Two Canadian mayors’ take on how to address the housing crisis

With approximately 1.5 million people in peril due to the lack of safe, decent, and affordable homes, Toronto mayor John Tory and Edmonton mayor Don Iveson recently outlined the most effective measures that can be implemented in response to this national emergency.
 
In a collaboration piece published by The Globe and Mail on September 30, Tory and Iveson argued that the lack of affordability will harm Canada’s livability, productivity, and overall economic strength in the long run.
 
Among the most important steps that should be taken is committing a significant part of the 2017 budget to affordable housing.
 
“Progress starts with securing Canada’s existing 600,000 social housing units – a lifeline for people with disabilities, for newcomers, for low-income seniors,” the mayors wrote. “These homes depend on federal operating agreements that are expiring and without new investment, tens of thousands of vulnerable families could lose their homes each year.”
 
Improving supply is a crucial factor, as well.
 
“Learning from the past, construction of new affordable and social housing should be designed differently with greater flexibility to suit local realities, harness local solutions, leverage the expertise of existing social and affordable housing providers from both the private and public sectors, and utilize federal surplus lands,” the duo suggested. “We [also] need smart investment to grow the sputtering rental housing market – to serve families at a variety of income levels.”
 
Furthermore, capital should be provided for the development of novel approaches to the crisis.
 
“Using funding committed to in budget 2016 for an affordable rental housing innovation fund, enable direct funding to cities facing the greatest housing challenges, as evidenced by percentage of households in core housing need and rates of homelessness, so that they can support local innovations to test out new housing solutions based on local needs and priorities.”

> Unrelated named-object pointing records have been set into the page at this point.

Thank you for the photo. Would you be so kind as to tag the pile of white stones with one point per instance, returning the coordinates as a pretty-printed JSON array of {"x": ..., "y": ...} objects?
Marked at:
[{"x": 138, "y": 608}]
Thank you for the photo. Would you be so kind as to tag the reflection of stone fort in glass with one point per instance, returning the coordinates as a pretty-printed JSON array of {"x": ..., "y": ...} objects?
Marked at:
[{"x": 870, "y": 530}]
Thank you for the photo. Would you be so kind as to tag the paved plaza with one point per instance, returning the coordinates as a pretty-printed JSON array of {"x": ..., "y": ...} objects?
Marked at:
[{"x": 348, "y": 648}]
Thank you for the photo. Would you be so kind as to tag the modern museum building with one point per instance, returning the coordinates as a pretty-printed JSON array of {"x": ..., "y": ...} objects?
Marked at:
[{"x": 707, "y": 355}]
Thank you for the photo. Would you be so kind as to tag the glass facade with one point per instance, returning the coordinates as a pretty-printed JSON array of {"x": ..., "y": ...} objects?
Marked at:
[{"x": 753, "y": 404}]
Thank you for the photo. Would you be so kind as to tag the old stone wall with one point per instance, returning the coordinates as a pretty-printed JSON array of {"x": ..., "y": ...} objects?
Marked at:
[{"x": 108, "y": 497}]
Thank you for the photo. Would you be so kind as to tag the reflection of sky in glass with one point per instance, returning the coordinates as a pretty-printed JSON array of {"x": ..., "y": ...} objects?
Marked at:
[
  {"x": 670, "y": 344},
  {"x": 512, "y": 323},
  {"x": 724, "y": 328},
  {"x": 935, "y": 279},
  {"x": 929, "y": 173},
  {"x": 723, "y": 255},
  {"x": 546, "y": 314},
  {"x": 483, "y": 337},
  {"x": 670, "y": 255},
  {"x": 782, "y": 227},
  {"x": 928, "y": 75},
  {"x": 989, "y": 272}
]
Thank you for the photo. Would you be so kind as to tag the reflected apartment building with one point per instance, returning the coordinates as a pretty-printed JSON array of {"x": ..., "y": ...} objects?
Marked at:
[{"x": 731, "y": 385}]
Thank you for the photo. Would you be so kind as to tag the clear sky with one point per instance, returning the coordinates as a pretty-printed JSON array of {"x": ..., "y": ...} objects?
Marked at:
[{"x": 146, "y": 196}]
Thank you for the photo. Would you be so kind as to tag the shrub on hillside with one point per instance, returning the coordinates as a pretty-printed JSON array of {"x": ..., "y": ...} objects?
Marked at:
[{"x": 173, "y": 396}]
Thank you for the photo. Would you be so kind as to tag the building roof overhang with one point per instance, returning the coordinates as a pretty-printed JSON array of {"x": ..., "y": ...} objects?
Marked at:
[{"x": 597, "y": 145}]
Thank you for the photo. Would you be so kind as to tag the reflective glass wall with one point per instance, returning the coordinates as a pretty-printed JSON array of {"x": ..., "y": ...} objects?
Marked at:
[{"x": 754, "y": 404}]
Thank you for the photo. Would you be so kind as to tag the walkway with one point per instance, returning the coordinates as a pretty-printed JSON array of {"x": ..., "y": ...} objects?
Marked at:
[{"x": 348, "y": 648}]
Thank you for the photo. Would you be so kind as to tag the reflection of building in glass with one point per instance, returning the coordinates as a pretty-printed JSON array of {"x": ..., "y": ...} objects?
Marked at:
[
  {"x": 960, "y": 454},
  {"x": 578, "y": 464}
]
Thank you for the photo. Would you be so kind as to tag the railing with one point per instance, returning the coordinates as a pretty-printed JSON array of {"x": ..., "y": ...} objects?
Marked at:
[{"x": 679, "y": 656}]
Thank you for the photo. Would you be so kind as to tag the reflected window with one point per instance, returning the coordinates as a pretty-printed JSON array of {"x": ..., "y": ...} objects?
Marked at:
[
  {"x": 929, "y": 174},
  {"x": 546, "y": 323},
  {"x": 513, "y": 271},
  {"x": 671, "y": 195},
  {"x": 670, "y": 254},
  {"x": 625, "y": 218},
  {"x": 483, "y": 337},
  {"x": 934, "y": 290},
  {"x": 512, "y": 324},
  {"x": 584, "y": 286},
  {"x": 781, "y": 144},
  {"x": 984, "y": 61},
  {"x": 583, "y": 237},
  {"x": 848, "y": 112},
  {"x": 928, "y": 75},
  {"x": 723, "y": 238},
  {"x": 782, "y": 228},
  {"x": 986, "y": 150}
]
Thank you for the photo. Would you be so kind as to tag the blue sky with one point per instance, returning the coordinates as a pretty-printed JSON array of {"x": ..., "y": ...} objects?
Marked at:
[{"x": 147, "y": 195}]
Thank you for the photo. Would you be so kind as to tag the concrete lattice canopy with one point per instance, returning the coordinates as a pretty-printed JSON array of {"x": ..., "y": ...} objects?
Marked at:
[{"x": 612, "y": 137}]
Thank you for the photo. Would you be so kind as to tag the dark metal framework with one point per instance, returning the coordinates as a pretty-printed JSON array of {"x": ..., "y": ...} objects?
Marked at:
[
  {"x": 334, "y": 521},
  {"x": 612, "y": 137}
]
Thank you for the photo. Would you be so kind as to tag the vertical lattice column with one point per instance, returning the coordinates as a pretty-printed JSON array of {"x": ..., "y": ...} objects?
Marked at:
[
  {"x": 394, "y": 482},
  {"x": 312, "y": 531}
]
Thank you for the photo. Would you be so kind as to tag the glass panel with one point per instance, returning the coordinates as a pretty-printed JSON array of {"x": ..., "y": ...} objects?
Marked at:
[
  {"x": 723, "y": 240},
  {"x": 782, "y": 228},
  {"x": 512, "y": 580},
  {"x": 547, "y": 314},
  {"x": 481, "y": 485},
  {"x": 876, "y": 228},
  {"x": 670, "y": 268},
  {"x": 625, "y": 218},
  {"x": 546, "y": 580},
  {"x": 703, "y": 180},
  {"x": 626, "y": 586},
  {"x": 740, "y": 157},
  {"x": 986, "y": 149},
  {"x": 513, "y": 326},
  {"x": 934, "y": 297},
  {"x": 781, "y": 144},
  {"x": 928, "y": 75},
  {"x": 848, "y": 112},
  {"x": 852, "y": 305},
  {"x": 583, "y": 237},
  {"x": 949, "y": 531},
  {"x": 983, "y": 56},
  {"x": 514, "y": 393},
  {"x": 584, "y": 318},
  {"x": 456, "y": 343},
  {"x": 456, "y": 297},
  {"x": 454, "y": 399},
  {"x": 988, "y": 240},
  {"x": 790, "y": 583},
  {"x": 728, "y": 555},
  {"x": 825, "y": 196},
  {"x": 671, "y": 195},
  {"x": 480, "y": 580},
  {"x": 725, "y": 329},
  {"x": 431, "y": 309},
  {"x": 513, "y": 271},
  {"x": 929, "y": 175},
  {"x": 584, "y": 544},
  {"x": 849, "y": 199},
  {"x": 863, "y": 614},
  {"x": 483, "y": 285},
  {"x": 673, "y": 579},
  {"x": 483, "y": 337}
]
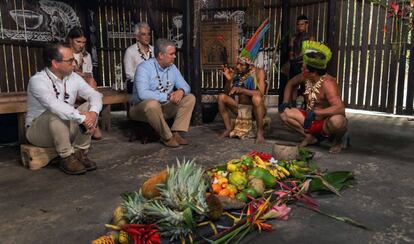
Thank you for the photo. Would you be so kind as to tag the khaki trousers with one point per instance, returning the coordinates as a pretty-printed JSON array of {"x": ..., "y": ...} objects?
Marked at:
[
  {"x": 48, "y": 130},
  {"x": 155, "y": 113}
]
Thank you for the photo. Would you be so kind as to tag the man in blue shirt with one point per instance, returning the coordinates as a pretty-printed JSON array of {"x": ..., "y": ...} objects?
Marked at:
[{"x": 160, "y": 92}]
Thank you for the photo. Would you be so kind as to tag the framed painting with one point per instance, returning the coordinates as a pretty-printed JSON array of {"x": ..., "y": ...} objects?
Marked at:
[{"x": 219, "y": 44}]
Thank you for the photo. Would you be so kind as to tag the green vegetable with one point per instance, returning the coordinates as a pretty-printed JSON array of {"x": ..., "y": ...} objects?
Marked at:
[
  {"x": 268, "y": 179},
  {"x": 238, "y": 179},
  {"x": 250, "y": 191},
  {"x": 241, "y": 196},
  {"x": 248, "y": 161}
]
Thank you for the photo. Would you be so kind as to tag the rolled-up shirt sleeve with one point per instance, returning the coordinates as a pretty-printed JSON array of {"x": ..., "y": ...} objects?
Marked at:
[
  {"x": 129, "y": 64},
  {"x": 92, "y": 96},
  {"x": 49, "y": 101},
  {"x": 142, "y": 84},
  {"x": 180, "y": 83}
]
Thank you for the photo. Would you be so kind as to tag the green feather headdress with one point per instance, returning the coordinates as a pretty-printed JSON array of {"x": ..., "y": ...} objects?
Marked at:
[{"x": 316, "y": 54}]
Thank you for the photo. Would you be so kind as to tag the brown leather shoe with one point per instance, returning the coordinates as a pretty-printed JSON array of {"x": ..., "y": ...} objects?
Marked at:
[
  {"x": 179, "y": 139},
  {"x": 71, "y": 165},
  {"x": 81, "y": 155},
  {"x": 171, "y": 142}
]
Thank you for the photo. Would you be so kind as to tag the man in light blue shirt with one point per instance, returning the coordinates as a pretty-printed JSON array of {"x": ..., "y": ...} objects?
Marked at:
[{"x": 160, "y": 92}]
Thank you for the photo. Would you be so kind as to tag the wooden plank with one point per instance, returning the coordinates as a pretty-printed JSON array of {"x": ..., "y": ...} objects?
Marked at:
[
  {"x": 356, "y": 54},
  {"x": 410, "y": 86},
  {"x": 392, "y": 78},
  {"x": 348, "y": 79},
  {"x": 364, "y": 54},
  {"x": 371, "y": 57},
  {"x": 386, "y": 65},
  {"x": 400, "y": 84},
  {"x": 341, "y": 37},
  {"x": 4, "y": 76},
  {"x": 378, "y": 57},
  {"x": 333, "y": 35}
]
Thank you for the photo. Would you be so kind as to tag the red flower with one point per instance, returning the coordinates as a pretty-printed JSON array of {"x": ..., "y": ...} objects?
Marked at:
[
  {"x": 143, "y": 234},
  {"x": 220, "y": 37},
  {"x": 264, "y": 156},
  {"x": 395, "y": 7}
]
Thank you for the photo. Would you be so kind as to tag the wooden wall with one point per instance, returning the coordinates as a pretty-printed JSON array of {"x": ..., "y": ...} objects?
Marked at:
[
  {"x": 108, "y": 24},
  {"x": 373, "y": 71},
  {"x": 254, "y": 12},
  {"x": 372, "y": 66}
]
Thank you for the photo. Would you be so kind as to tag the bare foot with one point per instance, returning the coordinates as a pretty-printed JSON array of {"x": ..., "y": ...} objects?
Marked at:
[
  {"x": 223, "y": 135},
  {"x": 309, "y": 140},
  {"x": 336, "y": 148},
  {"x": 259, "y": 138}
]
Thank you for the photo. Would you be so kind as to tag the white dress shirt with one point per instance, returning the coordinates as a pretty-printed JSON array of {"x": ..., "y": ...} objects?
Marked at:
[
  {"x": 85, "y": 60},
  {"x": 133, "y": 57},
  {"x": 41, "y": 96}
]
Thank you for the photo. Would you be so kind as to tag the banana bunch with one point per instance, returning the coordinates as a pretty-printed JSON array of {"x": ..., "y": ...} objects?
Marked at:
[
  {"x": 258, "y": 162},
  {"x": 298, "y": 169},
  {"x": 279, "y": 172}
]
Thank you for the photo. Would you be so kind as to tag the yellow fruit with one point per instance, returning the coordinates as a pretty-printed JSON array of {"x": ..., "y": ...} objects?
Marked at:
[
  {"x": 123, "y": 237},
  {"x": 104, "y": 240},
  {"x": 216, "y": 188},
  {"x": 224, "y": 192},
  {"x": 232, "y": 188},
  {"x": 231, "y": 167}
]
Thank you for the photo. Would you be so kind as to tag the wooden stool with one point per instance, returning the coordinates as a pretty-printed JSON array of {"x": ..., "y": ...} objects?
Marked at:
[
  {"x": 34, "y": 157},
  {"x": 246, "y": 112},
  {"x": 142, "y": 131}
]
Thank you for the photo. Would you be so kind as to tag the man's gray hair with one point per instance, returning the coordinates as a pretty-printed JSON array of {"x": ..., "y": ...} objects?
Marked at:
[
  {"x": 139, "y": 26},
  {"x": 161, "y": 46}
]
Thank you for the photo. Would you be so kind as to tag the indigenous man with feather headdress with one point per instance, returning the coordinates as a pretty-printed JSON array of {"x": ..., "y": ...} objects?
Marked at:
[
  {"x": 325, "y": 112},
  {"x": 248, "y": 83}
]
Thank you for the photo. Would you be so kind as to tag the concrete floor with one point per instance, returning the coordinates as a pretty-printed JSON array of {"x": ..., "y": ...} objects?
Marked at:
[{"x": 47, "y": 206}]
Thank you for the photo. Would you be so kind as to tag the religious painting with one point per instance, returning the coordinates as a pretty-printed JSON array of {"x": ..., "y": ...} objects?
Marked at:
[
  {"x": 219, "y": 44},
  {"x": 42, "y": 21}
]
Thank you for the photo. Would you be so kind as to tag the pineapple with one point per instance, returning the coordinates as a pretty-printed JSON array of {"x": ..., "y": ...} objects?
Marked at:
[
  {"x": 182, "y": 203},
  {"x": 133, "y": 206}
]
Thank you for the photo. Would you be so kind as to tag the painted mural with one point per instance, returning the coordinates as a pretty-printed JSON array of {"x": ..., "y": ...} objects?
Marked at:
[{"x": 44, "y": 22}]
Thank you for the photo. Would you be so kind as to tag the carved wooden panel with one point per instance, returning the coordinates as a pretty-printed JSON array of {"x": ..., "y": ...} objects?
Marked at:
[{"x": 219, "y": 44}]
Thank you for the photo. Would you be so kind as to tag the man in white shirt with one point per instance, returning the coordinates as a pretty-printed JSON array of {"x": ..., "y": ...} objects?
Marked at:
[
  {"x": 137, "y": 53},
  {"x": 52, "y": 120}
]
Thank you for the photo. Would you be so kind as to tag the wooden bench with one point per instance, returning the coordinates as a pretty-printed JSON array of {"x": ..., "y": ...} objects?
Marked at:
[
  {"x": 34, "y": 157},
  {"x": 15, "y": 102}
]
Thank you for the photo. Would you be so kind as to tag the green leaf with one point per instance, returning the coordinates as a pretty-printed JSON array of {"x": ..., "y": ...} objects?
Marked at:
[
  {"x": 188, "y": 218},
  {"x": 305, "y": 154},
  {"x": 332, "y": 181}
]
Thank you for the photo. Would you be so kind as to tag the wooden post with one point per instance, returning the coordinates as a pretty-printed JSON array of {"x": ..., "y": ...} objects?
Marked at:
[
  {"x": 284, "y": 53},
  {"x": 332, "y": 30},
  {"x": 192, "y": 59},
  {"x": 21, "y": 127}
]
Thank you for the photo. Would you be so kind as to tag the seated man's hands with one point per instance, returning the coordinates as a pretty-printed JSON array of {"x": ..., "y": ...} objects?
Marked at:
[
  {"x": 281, "y": 108},
  {"x": 90, "y": 120},
  {"x": 310, "y": 117},
  {"x": 236, "y": 90},
  {"x": 176, "y": 96}
]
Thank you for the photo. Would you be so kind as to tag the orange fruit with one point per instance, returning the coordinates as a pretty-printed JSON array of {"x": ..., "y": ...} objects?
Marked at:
[
  {"x": 216, "y": 188},
  {"x": 224, "y": 192}
]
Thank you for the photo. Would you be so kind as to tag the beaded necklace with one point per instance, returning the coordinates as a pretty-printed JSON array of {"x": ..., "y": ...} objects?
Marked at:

Most importantly, any housing strategy at the federal level “should include a direction and timeline to examine CMHC’s mandate regarding housing policy within the federal system and the role of other federal departments in delivering on the objectives of the [national housing strategy].”
 
While the funding needed to “meaningfully” tackle the housing crisis clocks in at an estimated $12.6-billion, Tory and Iveson stressed that this tranche would definitely help address the worst effects of the affordability issue.
 
“The numbers are big, but the return on investment will be even bigger.”